No, sorry, I didn't express myself clearly about back formation. The above is an example of back formation, but mispronouncing foreign words obviously isn't quite the same thing. But there's a similar process which goes on when people have heard a few French words which end in an AY sound and then assume that any French word ending in a vowel must have the same sound. It's a bit 'insert random French noise here'. Then that becomes the accepted pronunciation in the same way that forehead & waistcoat evolved. That's what I meant.

And the logic for Mallorca-Majorca-Madge-orca seems to have operated along the lines of

  1. ignorance or disbelief that a double L could be pronounced as 'y',
  2. knowledge that 'j' is pronounced as 'y' in some European languages (because people were used to hearing occasional German words like 'Ja' because of WW2?),
  3. extrapolation that if J in 'Foreign' was pronounced Y then then this MUST mean that the correct spelling is 'Majorca' (silly Spaniards who don't even know how to spell their own place names! 🙄)
  4. people then applying English pronunciation rules to that spelling, unaware that if it was a real Spanish word it would have to be pronounced MaHorca (with the gutteral H sound as in 'Jose').
  5. For good measure, the irony is that some Spanish dialects (mostly in South America) pronounce LL closer to an English J than a Y, so for those speakers, Madge-orca wouldn't be so wildly offbeam, but it still doesn't make Majorca the correct spelling. [/quote]

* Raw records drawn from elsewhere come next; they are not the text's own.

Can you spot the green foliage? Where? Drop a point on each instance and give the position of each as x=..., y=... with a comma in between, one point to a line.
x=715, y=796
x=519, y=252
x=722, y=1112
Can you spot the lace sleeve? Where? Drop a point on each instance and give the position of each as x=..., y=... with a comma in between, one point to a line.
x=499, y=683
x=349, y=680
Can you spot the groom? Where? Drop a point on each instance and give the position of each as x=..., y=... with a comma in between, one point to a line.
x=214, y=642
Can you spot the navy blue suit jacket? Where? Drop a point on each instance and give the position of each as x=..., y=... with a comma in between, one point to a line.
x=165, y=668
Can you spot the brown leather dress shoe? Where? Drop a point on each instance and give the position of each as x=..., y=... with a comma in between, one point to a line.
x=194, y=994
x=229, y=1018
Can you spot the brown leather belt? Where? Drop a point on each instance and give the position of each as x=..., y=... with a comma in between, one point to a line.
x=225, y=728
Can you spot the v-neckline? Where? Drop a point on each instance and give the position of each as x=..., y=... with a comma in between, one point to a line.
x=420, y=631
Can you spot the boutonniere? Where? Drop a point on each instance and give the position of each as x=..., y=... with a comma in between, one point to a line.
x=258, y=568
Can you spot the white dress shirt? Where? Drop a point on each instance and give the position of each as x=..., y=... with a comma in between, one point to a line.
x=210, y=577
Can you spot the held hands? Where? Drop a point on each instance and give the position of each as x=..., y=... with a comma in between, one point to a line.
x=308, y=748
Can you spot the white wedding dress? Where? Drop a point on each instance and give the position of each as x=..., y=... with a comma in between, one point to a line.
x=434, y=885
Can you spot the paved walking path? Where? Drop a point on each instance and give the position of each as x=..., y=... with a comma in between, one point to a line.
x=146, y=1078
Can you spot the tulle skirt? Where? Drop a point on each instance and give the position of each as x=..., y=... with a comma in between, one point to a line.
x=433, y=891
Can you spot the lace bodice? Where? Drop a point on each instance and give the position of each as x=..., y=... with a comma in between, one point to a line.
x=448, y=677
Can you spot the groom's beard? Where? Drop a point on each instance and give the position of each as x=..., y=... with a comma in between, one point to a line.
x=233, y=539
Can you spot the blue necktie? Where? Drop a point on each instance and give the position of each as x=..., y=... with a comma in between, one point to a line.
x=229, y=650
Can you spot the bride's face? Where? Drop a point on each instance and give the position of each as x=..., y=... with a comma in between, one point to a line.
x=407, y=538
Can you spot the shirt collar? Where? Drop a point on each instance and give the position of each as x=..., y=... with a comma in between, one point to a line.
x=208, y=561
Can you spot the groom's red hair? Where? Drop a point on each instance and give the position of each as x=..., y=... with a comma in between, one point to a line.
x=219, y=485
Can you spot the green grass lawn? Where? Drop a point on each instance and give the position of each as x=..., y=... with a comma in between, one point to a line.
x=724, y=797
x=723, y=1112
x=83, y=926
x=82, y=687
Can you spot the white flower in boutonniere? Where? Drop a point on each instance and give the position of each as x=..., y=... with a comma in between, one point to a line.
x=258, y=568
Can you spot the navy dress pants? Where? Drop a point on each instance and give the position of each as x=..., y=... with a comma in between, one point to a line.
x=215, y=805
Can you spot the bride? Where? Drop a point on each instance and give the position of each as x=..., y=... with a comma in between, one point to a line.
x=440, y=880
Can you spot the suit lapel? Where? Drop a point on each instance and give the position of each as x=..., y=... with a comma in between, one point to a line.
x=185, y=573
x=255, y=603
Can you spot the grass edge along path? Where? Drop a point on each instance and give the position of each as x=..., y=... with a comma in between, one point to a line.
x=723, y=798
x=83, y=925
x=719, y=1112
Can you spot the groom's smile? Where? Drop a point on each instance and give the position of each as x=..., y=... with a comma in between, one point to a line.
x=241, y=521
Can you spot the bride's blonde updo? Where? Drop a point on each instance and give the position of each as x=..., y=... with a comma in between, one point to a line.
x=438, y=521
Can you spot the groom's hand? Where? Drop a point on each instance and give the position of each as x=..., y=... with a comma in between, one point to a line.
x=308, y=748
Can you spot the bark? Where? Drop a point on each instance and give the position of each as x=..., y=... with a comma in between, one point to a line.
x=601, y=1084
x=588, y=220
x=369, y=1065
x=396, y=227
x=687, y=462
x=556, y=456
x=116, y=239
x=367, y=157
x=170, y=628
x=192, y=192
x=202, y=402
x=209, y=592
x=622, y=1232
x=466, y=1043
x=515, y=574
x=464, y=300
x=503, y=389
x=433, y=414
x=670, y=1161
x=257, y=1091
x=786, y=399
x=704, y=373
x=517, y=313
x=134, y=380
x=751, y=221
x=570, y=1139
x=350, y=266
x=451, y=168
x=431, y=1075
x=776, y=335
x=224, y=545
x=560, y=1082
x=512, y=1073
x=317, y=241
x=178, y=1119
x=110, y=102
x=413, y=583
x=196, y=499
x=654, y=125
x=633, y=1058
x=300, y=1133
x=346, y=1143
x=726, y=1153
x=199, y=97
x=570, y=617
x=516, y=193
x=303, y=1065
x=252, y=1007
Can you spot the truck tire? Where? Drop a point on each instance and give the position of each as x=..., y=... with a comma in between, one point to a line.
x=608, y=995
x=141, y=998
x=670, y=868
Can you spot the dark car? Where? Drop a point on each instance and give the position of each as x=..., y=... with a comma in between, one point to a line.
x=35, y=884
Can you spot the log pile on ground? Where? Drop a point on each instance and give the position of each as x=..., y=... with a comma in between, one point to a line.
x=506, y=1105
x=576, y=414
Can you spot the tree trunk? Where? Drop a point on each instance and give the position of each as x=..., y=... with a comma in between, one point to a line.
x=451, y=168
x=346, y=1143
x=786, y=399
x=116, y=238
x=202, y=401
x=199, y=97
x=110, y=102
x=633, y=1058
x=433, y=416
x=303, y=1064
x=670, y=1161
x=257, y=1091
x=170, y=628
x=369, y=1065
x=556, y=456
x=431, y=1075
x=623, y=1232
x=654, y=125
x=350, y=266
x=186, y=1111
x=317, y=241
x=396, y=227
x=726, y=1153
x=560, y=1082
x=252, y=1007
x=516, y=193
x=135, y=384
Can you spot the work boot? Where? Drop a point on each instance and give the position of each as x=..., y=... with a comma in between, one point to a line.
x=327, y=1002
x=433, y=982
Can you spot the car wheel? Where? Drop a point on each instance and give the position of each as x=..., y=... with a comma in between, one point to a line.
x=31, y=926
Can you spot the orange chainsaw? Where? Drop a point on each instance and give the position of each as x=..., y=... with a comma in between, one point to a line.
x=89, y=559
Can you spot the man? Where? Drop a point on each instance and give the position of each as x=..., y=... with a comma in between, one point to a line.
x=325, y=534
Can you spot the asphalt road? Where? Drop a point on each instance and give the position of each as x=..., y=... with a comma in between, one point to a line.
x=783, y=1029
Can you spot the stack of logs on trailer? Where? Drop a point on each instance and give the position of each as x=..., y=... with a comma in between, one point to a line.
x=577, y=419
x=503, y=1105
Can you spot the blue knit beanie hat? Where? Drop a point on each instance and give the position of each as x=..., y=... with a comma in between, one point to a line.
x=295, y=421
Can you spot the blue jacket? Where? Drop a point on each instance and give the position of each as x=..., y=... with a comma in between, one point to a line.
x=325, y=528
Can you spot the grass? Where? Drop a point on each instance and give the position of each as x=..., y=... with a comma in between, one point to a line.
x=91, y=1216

'Not sure why forehead would have gone through the same transformation, but if you listen to older actors in films or tv from 30 or 40 years ago (eg. the cast of Dad's Army) a lot of them say 'forr-ed'.'

Hence the rhyme, by Henry Wansworth Longfellow:

There was a little curl
Who had a little curl,
Right in the middle her forehead.
When she was good,
She was very good indeed,
But when she was bad she was horrid.

Forehead definitely rhymes with horrid here! Smile

xxKatie9806xx · 21/06/2020 16:32

I used to think a ‘remote control’ for the TV was a ‘motecontrol’, it wasn’t until I was about 14 years old and was trying to write it in a story in English that I checked with my teacher how it was spelt as wasn’t in my dictionary, she said do you mean ‘remote control?’

I also know someone that always always says ‘he’s’ instead of ‘his’. He’s shirt, he’s shoes etc

Twenty2 · 21/06/2020 16:51

That should be Henry Wadsworth Longfellow, thank you autocarrot, you piece of shut Grin

lootsharks · 21/06/2020 17:11

[quote MillicentMartha]@Reluctantbettlynch in my accent wander and wonder are pronounced the same, so I have to be careful when I write them down.[/quote]
Isn't the case in just about every accent?

Reluctantbettlynch · 21/06/2020 17:17

@lootsharks not in ours, and not in many that I have hear. The former has an 'on' sound and the latter and 'un' sound as in I won a prize.

Reluctantbettlynch · 21/06/2020 17:18

*heard even

lootsharks · 21/06/2020 17:19

[quote Reluctantbettlynch]@lootsharks not in ours, and not in many that I have hear. The former has an 'on' sound and the latter and 'un' sound as in I won a prize.[/quote]
I thought they would both be one-der. What is your accent if you don't mind me asking?

MillicentMartha · 21/06/2020 17:20

See, I say ‘won a prize’ with an on sound not an un sound. Wonder and wander both have an on sound.